Part II-2. Celebrations on Sundays and Weekdays
Celebration of the Eucharist on Sunday
25. Whenever the community gathers to celebrate the eucharist, it shows forth the death and resurrection of the Lord in the hope of his glorious coming. But the Sunday assembly shows this best of all, for this is the day of the week on which the Lord rose from the dead and on which, from apostolic tradition, the paschal mystery is celebrated in the eucharist in a special way. 
In order that the faithful may willingly fulfill the precept to keep this day holy and may understand why the Church calls them together to celebrate the eucharist every Sunday, right from the beginning of their Christian formation it should be set before them and instilled into them that Sunday is the original holyday.  On this day above all, gathered as one, they are to hear the word of God and share in the paschal mystery.
Furthermore, all measures should be encouraged that are designed to make Sunday "a day of joy and freedom from work." 
Celebration of Sunday with the Bishop and in the Parish
26. It is fitting that the sense of ecclesial community, fostered and expressed especially by the shared celebration of Mass on Sunday, should be carefully developed. This applies to assemblies with the bishop, above all in the cathedral church, and to the parish assembly, whose pastor takes the place of the bishop. 
It is of great advantage to promote that active participation of the whole people in the Sunday celebration which is expressed in singing. In fact as far as possible the sung form of celebration should be the first choice. 
Especially on Sundays and holydays the celebrations that take place in other churches and oratories must be coordinated with the celebrations in the parish church so that they contribute to the overall pastoral program. It is indeed advantageous that small, nonclerical, religious communities and other such communities, especially those that work in the parish, take part in the parish Mass on these days.
As to the hours and the number of Masses to be celebrated in parishes, the convenience of the parish community must be kept in mind and the number of Masses not so multiplied as to harm pastoral effectiveness. Such would be the case, for example, if because there were too many Masses, only small groups of the faithful would attend each one in churches that can hold many people; or if, also because of the number of Masses, the priests were to be so overwhelmed with work that they could fulfill their ministry only with great difficulty.
Masses with Particular Groups
27. So that the unity of the parish community may stand out in the eucharist on Sundays and holydays, Masses for such particular groups as parish societies should, if possible, preferably be held on weekdays. If they cannot be transferred to weekdays, care should be taken to maintain the unity of the parish community by incorporating these particular groups into the parish celebrations.
Sunday and Holyday Masses Anticipated on the Previous Evening
28. Where indult of the Apostolic See permits fulfillment on the preceding Saturday evening of the obligation to participate in the Sunday Mass, pastors should carefully teach the faithful the meaning of this favor and should take steps to prevent its lessening in any way the sense of what Sunday is.
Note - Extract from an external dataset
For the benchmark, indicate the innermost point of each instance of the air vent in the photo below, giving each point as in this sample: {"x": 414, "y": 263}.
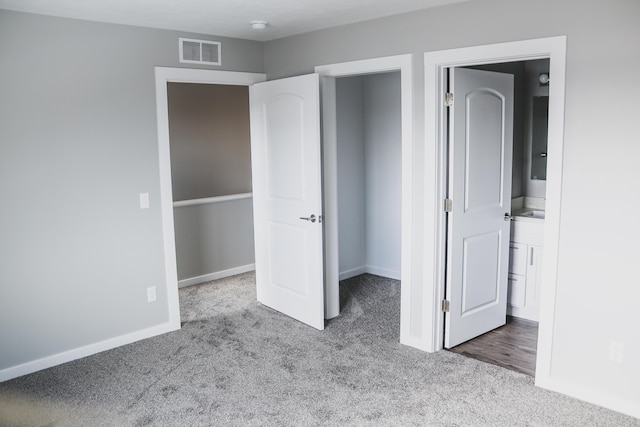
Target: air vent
{"x": 200, "y": 52}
This concession is meant to enable the faithful in today's conditions to celebrate more easily the day of the Lord's resurrection.
All concessions and contrary customs notwithstanding, this Mass may be celebrated only on Saturday evening, at hours to be determined by the local Ordinary.
On the Saturday evening, the Mass is to be celebrated as assigned in the calendar for Sunday and the homily and general intercessions are not to be omitted.
All these points apply also to the celebration of Mass that, for the same reason, is anywhere allowed on the evening before a holyday of obligation.
The evening Mass before Pentecost Sunday is the Mass of the Saturday vigil with the Credo. Likewise the evening Mass before Christmas is the Mass of the vigil celebrated in a festal way with white vestments and with the Alleluia and the preface from the Mass of the Nativity. The evening Mass before Easter may not be started before dusk or certainly not before sunset. This Mass is always the Mass of the Easter Vigil, which by reason of its special significance in the liturgical year and in the whole Christian life must be celebrated with the liturgical rites for this holy night according to the rite for the Easter Vigil.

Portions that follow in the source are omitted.